Richard Murphy of the Tax Justice Network delivered this blog post as a speech - which I commend to you all -
http://www.taxresearch.org.uk/Blog/2010/11/06/the-demand-for-tax-justice/
As for the rest of it, it illustrated just how far the trade union element of the anti-cuts movement has to go.
There were:
- Senior trade union officers from various unions who delivered what felt like uninspiring although informative speeches
- SWP people talking about how 'orrible it's all going to be and coming out with lots of cliches from the 1980s
- Lots of middle-aged and older people
- About four people who appeared to be under the age of 30.
My points were:
- Could all of the speakers distill all of their points in their long speeches into about 30 seconds - only my generation and younger have the attention spans of fairies on sucrose and the X-Factor is on later so we've gotta hurry
- That's great about needing to show solidarity with the FBU and the RMT and all that, but how do we do it?
- What's a trade council? Many people across the country have become so politically disengaged that they barely know what a trade union is, let alone what a trade council is, let alone where their nearest one is and how to contact it
- To the lady who says that she's representing 100,000 workers in the sector she mentioned, do those 100,000 workers know that she's representing them?
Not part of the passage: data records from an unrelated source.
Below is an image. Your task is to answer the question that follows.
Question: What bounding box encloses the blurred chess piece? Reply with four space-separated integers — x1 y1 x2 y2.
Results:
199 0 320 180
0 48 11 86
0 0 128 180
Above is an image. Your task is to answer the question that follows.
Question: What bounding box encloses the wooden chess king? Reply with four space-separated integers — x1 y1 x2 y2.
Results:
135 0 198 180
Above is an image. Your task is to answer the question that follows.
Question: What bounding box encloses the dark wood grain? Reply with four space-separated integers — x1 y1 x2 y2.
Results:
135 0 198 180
- Lots of small local anti-cuts movements are already out there doing stuff - a la Vodaphone. What we don't need is some central committee authorising/giving permission for some protests and not others. It's not like "Stop the War" - the cuts will affect many people in infintesimally different ways to the extent that no committee could ever keep up with who is doing what
- Someone else has already started co-ordinating which protests are happening where (
http://anticuts.org.uk/). Don't try and re-invent the wheel. Far better to ask those local groups how "we" (the trade union movement) can support communities and local movements rather than the other way around
- Why were there no representatives from students? Any follow-up meeting should invite representatives from every university and college students union to the next meeting - if anything to give a sense of energy and urgency.
- Someone suggested we needed a coalition of the left to oppose the cuts. I said that it needed to go beyond that - and that we needed to drop some of the labels that carried baggage and that allow opponents to wrap those against the cuts in tight ribbon, pack them up and box them in the "socialist loon" shelf. Hence why Richard Murphy's post - and others similar are essential because they take the quantitative evidence out there and systematically deconstruct both the arguments against the cuts and also highlight the other options that do not appear to have been considered.